Оно ломалось, но не уходило.
И в этот миг бабочка вернулась. Но её крылья были — в дырах. Изорванные, будто мир уже сожрал часть её. Она трепетала — не могла взлететь. Но всё равно — тянулась к росткам. К ним двоим. Будто хотела, чтобы они жили. Вместе.
И тут она поняла.
Это — не образы. Это — они.
Это — боль, прожитая миром. Это — память, вложенная в неё. Это — правда.
И тогда из тишины — из воздуха, из неба, из пепла — зазвучал голос.
***
Пепел застыл в воздухе, как если бы сам мир затаил дыхание.

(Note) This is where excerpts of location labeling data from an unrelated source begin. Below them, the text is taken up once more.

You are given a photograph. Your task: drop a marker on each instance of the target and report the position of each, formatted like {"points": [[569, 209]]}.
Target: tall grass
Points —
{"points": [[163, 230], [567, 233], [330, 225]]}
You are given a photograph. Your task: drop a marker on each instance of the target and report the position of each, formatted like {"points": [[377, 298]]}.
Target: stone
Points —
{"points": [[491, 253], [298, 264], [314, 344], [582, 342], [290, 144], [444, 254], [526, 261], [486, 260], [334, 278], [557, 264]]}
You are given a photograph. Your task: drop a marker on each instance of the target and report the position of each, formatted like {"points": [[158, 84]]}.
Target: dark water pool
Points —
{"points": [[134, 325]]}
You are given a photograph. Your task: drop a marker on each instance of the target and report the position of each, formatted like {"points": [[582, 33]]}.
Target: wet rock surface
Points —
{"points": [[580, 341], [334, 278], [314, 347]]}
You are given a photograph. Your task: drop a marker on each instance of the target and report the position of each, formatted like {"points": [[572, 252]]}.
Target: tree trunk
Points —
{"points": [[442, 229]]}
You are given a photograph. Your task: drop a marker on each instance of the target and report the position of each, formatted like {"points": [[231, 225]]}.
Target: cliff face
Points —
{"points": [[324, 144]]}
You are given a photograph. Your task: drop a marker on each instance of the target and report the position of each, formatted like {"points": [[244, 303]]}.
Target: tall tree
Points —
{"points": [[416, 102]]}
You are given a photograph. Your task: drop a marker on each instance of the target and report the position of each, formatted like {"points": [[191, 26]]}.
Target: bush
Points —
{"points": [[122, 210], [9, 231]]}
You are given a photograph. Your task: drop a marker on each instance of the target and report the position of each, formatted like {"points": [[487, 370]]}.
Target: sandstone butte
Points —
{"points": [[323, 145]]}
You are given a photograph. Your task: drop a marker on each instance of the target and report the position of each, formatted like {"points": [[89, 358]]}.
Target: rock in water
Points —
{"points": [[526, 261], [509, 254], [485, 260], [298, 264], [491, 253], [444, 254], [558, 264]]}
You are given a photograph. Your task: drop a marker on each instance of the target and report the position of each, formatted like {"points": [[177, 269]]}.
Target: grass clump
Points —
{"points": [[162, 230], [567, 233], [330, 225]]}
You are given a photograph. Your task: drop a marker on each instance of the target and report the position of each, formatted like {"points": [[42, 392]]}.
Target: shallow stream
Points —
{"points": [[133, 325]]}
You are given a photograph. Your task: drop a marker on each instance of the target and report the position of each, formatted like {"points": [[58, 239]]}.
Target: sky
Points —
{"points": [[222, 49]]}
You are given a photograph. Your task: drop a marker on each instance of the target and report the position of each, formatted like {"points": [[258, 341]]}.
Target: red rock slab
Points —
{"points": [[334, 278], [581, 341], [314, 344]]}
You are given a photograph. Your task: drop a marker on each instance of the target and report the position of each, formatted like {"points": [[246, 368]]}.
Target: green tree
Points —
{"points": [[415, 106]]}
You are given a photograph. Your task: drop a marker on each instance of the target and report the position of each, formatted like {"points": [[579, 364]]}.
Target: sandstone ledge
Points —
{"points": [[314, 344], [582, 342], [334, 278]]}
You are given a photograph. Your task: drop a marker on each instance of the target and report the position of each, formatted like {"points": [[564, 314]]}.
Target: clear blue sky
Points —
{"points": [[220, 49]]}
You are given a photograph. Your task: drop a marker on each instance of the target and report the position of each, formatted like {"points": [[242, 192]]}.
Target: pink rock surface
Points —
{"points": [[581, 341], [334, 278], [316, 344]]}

Ростки больше не двигались. Бабочка сидела между ними, не касаясь крыльями земли, будто боялась разрушить их своим последним прикосновением.
И тогда — раздался голос.
Он не пришёл извне. Он не был звуком. Он звучал, как зов сердца, что бьётся не в груди, а в основании мира. Как если бы сами корни вещей сказали: смотри. Понимай.
— Ты видела.
Она не ответила. Не могла. Но голос продолжил — не ожидая слов.
— Ты видела, что будет, если пойти одна. Если тянуть мир, как груз. Если сплести лозу Вязи — и не позволить ей переплестись с другой.
Голос не осуждал. В нём не было укора, не было жалости. Только покой древности. Голос того, кто не предлагает — только показывает.
— Первая Мать получила дар первой. Она шла вперёд, освещала путь, и сгорала. Мир любил её. Но не знал, как удержать. Потому дал ей всё — и не дал никого.
Из пепла вырастала фигура — медленная, как рассвет. Полупрозрачная, сотканная из света и пепельной тени. Человеческий облик — но слишком лёгкий, чтобы быть плотью. Лицо — не запоминалось. Но голос — оставался навсегда.
— Я дал тебе то же, что дал ей. Но — не только. Тебе дана Вязь. Дано нести силу — не в одиночестве.
Он не подходил. Он присутствовал. В каждой песчинке. В каждом дрожании воздуха.
— Ты не обязана быть одна. Ты не обязана гореть, чтобы светить миру. Ты можешь — вплетать. С ним. С миром. С собой.
Она слушала. Тело её всё ещё будто было из золы. Но внутри — дрожь. Тихая. Незаметная. Как первые капли дождя на мёртвой земле.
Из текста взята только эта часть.